Die Zeiten ändern sich halt in meiner Jugend konntest du so ein Messer mit 16 Jahren Kaufen und Das mit den Kippen welcher Raucher hat das noch nicht gemacht wenn er die Möglichkeit hatte.
Nur das Schwarzangeln das muss echt nicht sein 2000euro Strafe wäre angemessen.
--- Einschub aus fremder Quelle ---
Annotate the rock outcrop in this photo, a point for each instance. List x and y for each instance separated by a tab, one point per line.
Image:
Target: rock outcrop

Nicht wegen dem Lebendköder das kann er ohne Prüfung ja nicht wissen.


----------



## Franz_16 (17. Mai 2017)

*AW: Schwarz"angler" erwischt - mit "vollem" Programm*



vonda1909 schrieb:


> Nicht wegen dem Lebendköder das kann er ohne Prüfung ja nicht wissen.



Im Artikel steht, dass dem Mann Jahre zuvor der Fischereischein entzogen wurde. 
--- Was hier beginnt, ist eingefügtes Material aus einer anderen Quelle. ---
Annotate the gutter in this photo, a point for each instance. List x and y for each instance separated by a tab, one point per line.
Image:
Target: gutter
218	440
Womöglich war hier also ein "geprüfter" der Übeltäter :q


----------



## cafabu (17. Mai 2017)

*AW: Schwarz"angler" erwischt - mit "vollem" Programm*

Vorrangig ist er als "Angler" von der WSP kontrolliert worden. Daher läuft alles unter der Bezeichnung Angler. Alles andere reiht sich dann hinter dran. Ist leider so, da kümmert sich keiner um unser Image.

|kopfkrat Sarkasmus Modus an:
Aber geschicktes Kerlchen: Seinen Zigaretten-Schwarzhandel als Angler tarnen ist doch ganz klasse überlegt. Sich zu bewaffnen, ist doch erforderlich, falls die gegnerische Kippen Maffia kommt. Einen Angelschein zu machen, für fischereirechtliches Wissen, ist da betriebswirtschaftlicher Blödsinn. Hat ja nichts mit Zigarettenverkauf zu tun. Wenn er jetzt noch eine grausame und schreckliche Jugend hatte braucht er von unseren Juristen nichts zu befürchten.
Modus wieder aus.|kopfkrat


----------



## keinangelprofi (17. Mai 2017)

*AW: Schwarz"angler" erwischt - mit "vollem" Programm*

Haben wir schon Sommerloch??

 Die Beschreibung passt in Frankfurt auf jeden 2 Angler am Main, also was soll das??


----------



## daci7 (17. Mai 2017)

*AW: Schwarz"angler" erwischt - mit "vollem" Programm*



hirschkaefer schrieb:


> Ich denke das Schlimmste daran ist die Summe der Vergehen. Leider denken in dieser Gesellschaft offensichtlich immer mehr Menschen wie du, also mit zunehmenden Unrechtsbewußtsein....genau wie die Hundebesitzer mit "der will doch nur Spielen"... gute Nacht Deutschland.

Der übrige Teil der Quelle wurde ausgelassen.